Associate Professor Morgan believes there is some possibility in the Health Care Home model, and that there have also been some helpful ideas among the Medicare Benefits Schedule (MBS) Review submissions, although he also has reservations.
‘Team-based care, collaborative care would thrive in a system which, in some ways, pays GPs for a block of care,’ he said. ‘And that could be fee-for-service through doing management plans and care planning.
‘MBS reviews recommended that the money for care planning be more evenly distributed between reviewing the care plan and doing an initial one, to try and encourage periodic plan proactive team-based care.
‘The Health Care Home trial went, of course, with block funding according to patient complexity. That’s really a form of capitation, and I’m not sure that we need to go that far, waiving fee-for-service. A cleverer use of fee-for-service would be ideal.’

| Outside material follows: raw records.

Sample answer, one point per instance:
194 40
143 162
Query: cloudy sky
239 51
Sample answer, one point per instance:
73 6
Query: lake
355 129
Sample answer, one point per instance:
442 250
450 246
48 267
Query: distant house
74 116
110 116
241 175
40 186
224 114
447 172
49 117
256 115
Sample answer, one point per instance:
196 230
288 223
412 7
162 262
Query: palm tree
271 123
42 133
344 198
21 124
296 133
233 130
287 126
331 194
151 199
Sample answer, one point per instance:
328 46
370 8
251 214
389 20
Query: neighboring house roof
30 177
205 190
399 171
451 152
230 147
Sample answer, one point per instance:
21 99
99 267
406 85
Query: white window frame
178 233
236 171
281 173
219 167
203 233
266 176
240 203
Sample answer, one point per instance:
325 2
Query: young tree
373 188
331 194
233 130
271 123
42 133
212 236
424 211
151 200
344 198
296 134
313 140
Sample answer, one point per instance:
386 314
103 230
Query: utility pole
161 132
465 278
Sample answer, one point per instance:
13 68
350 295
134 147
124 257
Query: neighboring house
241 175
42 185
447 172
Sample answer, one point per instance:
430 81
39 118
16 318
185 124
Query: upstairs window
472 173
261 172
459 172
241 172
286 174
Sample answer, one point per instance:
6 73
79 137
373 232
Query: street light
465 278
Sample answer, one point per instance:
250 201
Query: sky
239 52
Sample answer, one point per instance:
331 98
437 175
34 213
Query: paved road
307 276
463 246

Dr Johnson believes that while there is promise in proposals to restructure funding and delivery of healthcare in a more holistic way, it remains vital for policy designers to consult those who are directly involved.
‘The patient-centred medical home is one part of the puzzle worth exploring further, but even good ideas will flounder when implementation fails to heed the advice of the people living and working at the coalface: GPs and our patients,’ she said.